Little Child shook his head, and speaking gently, as to one who is mentally deficient, said:

“You do not understand. I am not here to fight that fire; I am here to put it out!”

The two ideas being synonymous in the executive’s long experience, he found this a little puzzling.

“What do you mean by that?” he asked.

“Wait and see,” replied the Indian.

Knowing better than to give direct orders to one of his race the Chief went on his way; but I waited, and I saw. What actually happened was remarkable enough. The weather had been hot, the sun shining without intermission for many days, and there was every sign of these conditions lasting indefinitely. This made our work the harder. Nevertheless, the next day Little Child deserted the party, taking his drum. As he left he said to me:

“I am now going to put out the fire. Two days, maybe three; wait and see!”

He secreted himself a mile away on a hill, and during two evenings and the whole of two nights we heard that drum, with never a break in its rhythm; tum-tum, tum-tum, tum-tum, tum-tum; the double staccato beat of the conjuror. The nights were very calm, and we heard, thinly, the high-pitched undulations of a three or four-note chant continuously repeated. Incessantly, without change it came and went, swelled and flattened to a prolonged minor note, and commenced again; until some of the white men, who were not used to that kind of thing, began to feel uneasy as to what it could mean. The Crees and Ojibways lapsed into a listless apathy, but none the less, each one of them could have posed for a statue intended to portray intense attention.
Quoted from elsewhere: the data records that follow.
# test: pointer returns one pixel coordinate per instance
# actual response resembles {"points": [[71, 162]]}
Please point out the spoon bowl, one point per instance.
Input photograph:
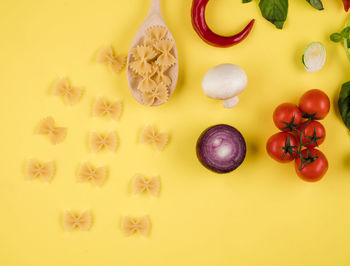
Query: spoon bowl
{"points": [[154, 18]]}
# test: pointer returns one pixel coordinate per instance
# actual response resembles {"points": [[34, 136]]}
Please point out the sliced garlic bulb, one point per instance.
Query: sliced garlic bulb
{"points": [[314, 57]]}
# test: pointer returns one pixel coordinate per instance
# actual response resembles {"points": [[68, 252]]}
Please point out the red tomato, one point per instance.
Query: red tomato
{"points": [[315, 102], [280, 148], [315, 169], [314, 132], [287, 113]]}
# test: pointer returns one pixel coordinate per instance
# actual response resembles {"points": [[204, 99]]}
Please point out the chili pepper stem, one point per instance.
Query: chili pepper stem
{"points": [[346, 47]]}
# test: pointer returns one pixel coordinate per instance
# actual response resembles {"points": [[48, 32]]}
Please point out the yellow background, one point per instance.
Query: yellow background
{"points": [[260, 214]]}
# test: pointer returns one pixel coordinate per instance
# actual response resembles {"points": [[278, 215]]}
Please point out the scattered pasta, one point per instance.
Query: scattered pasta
{"points": [[142, 55], [47, 127], [108, 57], [82, 221], [64, 89], [159, 93], [99, 141], [166, 58], [141, 184], [88, 173], [103, 107], [150, 136], [43, 170], [135, 225]]}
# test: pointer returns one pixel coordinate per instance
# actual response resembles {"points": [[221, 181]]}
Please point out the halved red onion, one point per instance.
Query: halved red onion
{"points": [[221, 148]]}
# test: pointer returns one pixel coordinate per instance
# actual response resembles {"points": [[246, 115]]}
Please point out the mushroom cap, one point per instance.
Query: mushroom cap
{"points": [[224, 81]]}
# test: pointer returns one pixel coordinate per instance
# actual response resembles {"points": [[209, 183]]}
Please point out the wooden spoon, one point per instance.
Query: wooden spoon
{"points": [[154, 18]]}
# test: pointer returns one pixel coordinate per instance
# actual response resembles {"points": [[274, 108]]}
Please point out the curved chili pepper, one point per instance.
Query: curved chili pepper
{"points": [[207, 35], [346, 5]]}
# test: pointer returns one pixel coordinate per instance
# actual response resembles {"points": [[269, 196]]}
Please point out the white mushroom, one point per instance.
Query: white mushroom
{"points": [[225, 82]]}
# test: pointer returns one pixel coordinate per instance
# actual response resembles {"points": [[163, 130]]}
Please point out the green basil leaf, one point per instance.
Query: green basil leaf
{"points": [[274, 11], [316, 4], [344, 103], [345, 32], [336, 37]]}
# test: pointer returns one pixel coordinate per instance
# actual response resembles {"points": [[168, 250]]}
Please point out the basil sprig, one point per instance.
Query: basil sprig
{"points": [[276, 11], [344, 103]]}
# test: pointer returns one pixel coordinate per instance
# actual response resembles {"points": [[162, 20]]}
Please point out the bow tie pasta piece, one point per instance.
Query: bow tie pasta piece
{"points": [[108, 57], [82, 221], [142, 55], [150, 136], [147, 84], [160, 93], [156, 33], [100, 141], [166, 58], [141, 184], [103, 107], [88, 173], [64, 89], [47, 127], [160, 76], [135, 225], [43, 170]]}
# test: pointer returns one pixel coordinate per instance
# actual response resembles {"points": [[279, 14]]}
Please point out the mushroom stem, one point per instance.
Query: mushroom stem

At noon of the third day Little Child came down, put his drum into a gaily decorated case, and demanded something to eat. He had not broken his fast during three days. After he had eaten he said:

“I will now sleep. To-night it will rain; to-morrow there will be no fire. Meheu! it is finished.” Some time after midnight all hands awoke to a torrential downpour that streamed over the dried earth and under tents, to soak up through groundsheets and blankets; but we cared not, our work was done; the fire was out.

And Little Child had made a reputation as being either a magician of satanic abilities, or the best weather-prophet in Eastern North America.